There are many ways to auction a property, but generally an auctioneer has an opening bid or some may even have a minimum starting price they are willing to accept before taking higher bids. This style of home buying doesn't have to happen at an auction house. In Australia, it can happen at a brokerage or even at someone's house. Not every property goes to auction. Like here in Canada, it would only attract the kind of houses that would likely draw in multiple offers in a given market. Recently, there has been more of a push for Canadians to adopt this Australian way of selling properties. Why? you may ask. Is there something wrong with how we sell properties here in Canada?

Well, some buyers feel that there is something wrong. They do not like the secrecy with how bidding wars happen in in-demand cites like Toronto. An auction is different and more transparent.  In an auction, you may start the bidding off for a house at $750,000. Let's say you have several bids and the highest bidder lands on $825,000 to buy this property. No one at the auction is willing to go higher. All buyers know exactly how much the seller will be receiving for the house, and they have decided not to go higher.

In Toronto, we often hold back offers until a certain day where we present the offers to our sellers. We may list the house at $750,000 and receive five offers. The difference here is that none of the five buyers know what the other buyer has offered. So, the top bidder may be $80,000 higher than the second place bidder. In an auction situation, the top bidder would know all of the other bids as they roll in.

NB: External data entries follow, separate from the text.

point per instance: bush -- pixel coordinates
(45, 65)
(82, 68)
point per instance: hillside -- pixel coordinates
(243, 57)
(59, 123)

Now, the auction system does not necessarily mean you will have lower bids resulting in a lower sale price. In fact, the adrenaline of the auction has been known to boost prices higher than market value. Sydney, Australia does, after all, have higher prices than here in Toronto.

Still, there is a transparency there that may put some of the buyers at ease. Some will argue that they don't like to have others know what they are bidding on a property. Canada is a place that does value privacy more than other countries, even in this day and age where privacy is becoming less prevalent.


At the end of the day, there have been very few auctions here in Canada as far as real estate is concerned. I don't think it will threaten to change the current Canadian system of selling real estate any time soon. It's true that trends in real estate can change quickly, and we may find ourselves auctioning off our houses in the future. If buyers become more frustrated with our current system of handling multiple offers, then auctions may be selling off more than a prized heifer or a signed space helmet from Neil Armstrong.